Secondo un documento firmato dal Segretario di Stato Marco Rubio, tutti gli appuntamenti per i visti devono essere sospesi fino a nuove linee guida sulla verifica dei social media dei richiedenti. Le ambasciate possono proseguire solo con i colloqui già programmati, ma non c'è una data certa per il ripristino delle prenotazioni. Una mossa che ha seminato panico tra gli studenti, costretti a una corsa disperata contro il tempo. Alcuni hanno parlato apertamente di un sistema "ingiusto" e "disastroso".
La stretta arriva proprio nel momento cruciale dell'anno accademico, quando gli studenti dovrebbero partire per cercare un alloggio e ambientarsi prima dell'inizio delle lezioni.
Oltre al dramma personale, c'è un risvolto economico e strategico: secondo il Dipartimento del Commercio, gli studenti provenienti dall'estero, in base agli ultimi dati del 2023, hanno generato oltre 50 miliardi di dollari per l'economia statunitense. Di questi, oltre la metà proviene da India e Cina. Tagliare fuori una parte significativa di queste persone significa danneggiare università, economie locali e — cosa non da poco — la possibilità per gli Stati Uniti di poter sfruttare le loro competenze.
Rush Doshi, ex funzionario dell'amministrazione Biden, non ha usato mezzi termini: "Impedire alle migliori menti straniere di arrivare negli Stati Uniti è un suicidio". Lo capirebbe anche un bambino... ma non Trump!
Il ministero degli Esteri cinese ha reagito duramente, parlando di misure "politicamente discriminatorie" che violano i principi di libertà di parola tanto sbandierati dagli USA. Pechino ha già presentato una protesta formale.

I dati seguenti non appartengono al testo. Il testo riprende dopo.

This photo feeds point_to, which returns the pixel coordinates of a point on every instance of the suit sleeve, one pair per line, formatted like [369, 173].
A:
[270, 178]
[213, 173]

Escludere i migliori cervelli stranieri, in particolare quelli provenienti da paesi come la Cina — che rappresentano una fetta enorme degli studenti STEM (Science, Technology, Engineering, Mathematics) negli USA — è un autogol clamoroso. Infatti, parliamo di studenti che pagano il prezzo pieno di una retta (quindi contribuiscono a foraggiare le casse delle università), spesso restano negli Stati Uniti per lavorare in aziende legate ai settori hi-tech, sanità, ricerca o finanza, inoltre alimentano l'innovazione in settori chiave come quelli dell'intelligenza artificiale, dell'ingegneria, della biotecnologia.
Negare loro l'accesso vuol dire, per gli Stati Uniti, regalare talenti all'Europa, al Canada, all'Australia. L'America, che per decenni ha costruito il suo vantaggio competitivo attirando brillanti e giovani menti da tutto il mondo, ora sta letteralmente segando il ramo su cui è seduta.
E questo per gli stati Uniti avrà non solo un prezzo alto in termini economici, ma anche in termini di reputazione e di influenza a livello globale.